Posted on the 10th February 2016

Earlier this week there was some chatter about Google testing new algorithms. While this early speculation of a new algorithm roll-out proved to be false, there does appear to be some testing going on in the wild.

Many webmasters have reported seeing their rankings bounce up and down over the second week of January, and both Mozcast and SERP Metrics have reported seeing changes in rankings. While it is unlikely that these changes relate to the roll-out of a new version of the Penguin algorithm, Google has been working on a lot of smaller updates, as well as continuing its focus on mobile traffic.

Incremental Updates

Google updates its algorithm around 600 times per year, although individual updates tend to be relatively small and affect a tiny percentage of search queries. However, it does occasionally roll out larger updates, with Penguin, Panda, Hummingbird and Mobilegeddon all being good examples.

This year, however, Google is focused on its learning AI – RankBrain, and similar enhancements which aim to understand how users engage with the web. It is even working on an algorithm which aims to predict whether students are likely to answer questions in an exam correctly. This uses something called Deep Knowledge Tracing, which aims to understand how students learn, and how they are likely to answer questions based upon their understanding of a subject.

A Learning Search AI

For academia, this new algorithm will help to better serve students by giving them the resources that they require. For consumers, this represents the ultimate understanding of searcher intent.
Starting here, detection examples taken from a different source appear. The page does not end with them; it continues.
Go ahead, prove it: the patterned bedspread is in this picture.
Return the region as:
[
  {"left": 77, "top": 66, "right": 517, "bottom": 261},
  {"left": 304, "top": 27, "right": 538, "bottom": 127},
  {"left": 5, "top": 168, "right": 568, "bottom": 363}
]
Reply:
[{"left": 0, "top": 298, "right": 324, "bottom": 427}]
If Google knows what people know about a product, and can guess what they are thinking about and are interested in, they can be presented with the resources that they need, rather than the resources that they asked for.

RankBrain is a major step towards this, and makes Google provide better results for unique queries; natural language requests that have never before been searched for. These queries represent a significant percentage of Google’s traffic, and with this new algorithm Google can now take far better guesses at what the searcher is interested in, and what information they should have presented to them.

Webmasters who offer detailed, content-rich pages that answer a buyer’s most common questions will be in a strong position to benefit from RankBrain, and may even have their content appear in the answer box at the top of the SERPs.